Spending any more cannot be justified, according to a Monash University Accident Research Centre study on the impact of new car models on pedestrian injuries.

The research, sponsored by government authorities and motoring groups, including the Road Safety Council of WA and the RAC, involved an analysis of more than 63,000 injured pedestrians in Australia.

It calculated that recent safety advances had saved 340 pedestrians from death or serious injury since 2003 and, at the same rate, would save another 170 pedestrians by 2020.

This represented a social cost saving of $369 million.

But the study found that new technologies designed specifically to save the lives of pedestrians, including windscreen airbags and pop-up bonnets, were unjustifiably expensive.

And "technology that prevented only 10 per cent of pedestrian injury - more realistic of typical technology effectiveness - would only justify an additional $91 per vehicle".

Reported in The Age newspaper, study co-author Stuart Newstead said the cost of new technologies could not be justified in most cars.

"The issue here is about smart investment," Professor Newstead said.
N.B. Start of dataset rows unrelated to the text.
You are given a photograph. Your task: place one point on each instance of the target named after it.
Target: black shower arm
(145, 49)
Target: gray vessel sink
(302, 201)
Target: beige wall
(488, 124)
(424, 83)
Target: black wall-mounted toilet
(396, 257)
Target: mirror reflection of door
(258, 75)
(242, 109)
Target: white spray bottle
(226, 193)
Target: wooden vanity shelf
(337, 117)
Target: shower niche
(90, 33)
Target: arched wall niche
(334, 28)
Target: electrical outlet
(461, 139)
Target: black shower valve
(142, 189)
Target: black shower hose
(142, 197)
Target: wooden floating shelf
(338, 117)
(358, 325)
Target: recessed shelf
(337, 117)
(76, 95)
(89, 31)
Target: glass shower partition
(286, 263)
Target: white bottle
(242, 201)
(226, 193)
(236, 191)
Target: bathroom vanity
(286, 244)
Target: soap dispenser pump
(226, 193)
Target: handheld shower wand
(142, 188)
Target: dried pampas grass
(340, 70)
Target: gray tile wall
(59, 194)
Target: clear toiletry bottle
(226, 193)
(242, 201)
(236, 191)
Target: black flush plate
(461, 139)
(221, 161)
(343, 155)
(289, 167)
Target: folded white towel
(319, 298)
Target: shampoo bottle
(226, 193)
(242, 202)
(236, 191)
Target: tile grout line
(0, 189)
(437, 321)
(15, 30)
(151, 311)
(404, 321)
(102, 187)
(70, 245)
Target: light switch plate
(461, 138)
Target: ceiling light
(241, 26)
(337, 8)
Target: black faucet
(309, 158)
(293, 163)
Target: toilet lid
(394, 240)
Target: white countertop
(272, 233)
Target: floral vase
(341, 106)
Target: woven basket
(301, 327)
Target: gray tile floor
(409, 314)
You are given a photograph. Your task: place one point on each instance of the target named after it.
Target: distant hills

He said car manufacturers Mercedes and Volvo were beginning to invest in new pedestrian safety features, but they had not been fully tested.

These included pedestrian airbags that were designed to protect the head from smashing into the windscreen, a common cause of death or injury.

RAC general manager, corporate affairs, Will Golsby said it was of concern that almost half WA's metropolitan fatalities last year were either pedestrians or motorcyclists.

"The uptake of safer vehicles and key safety features is improving but more can be done to ensure crash protection and other safety features are a part of every new car design," he said.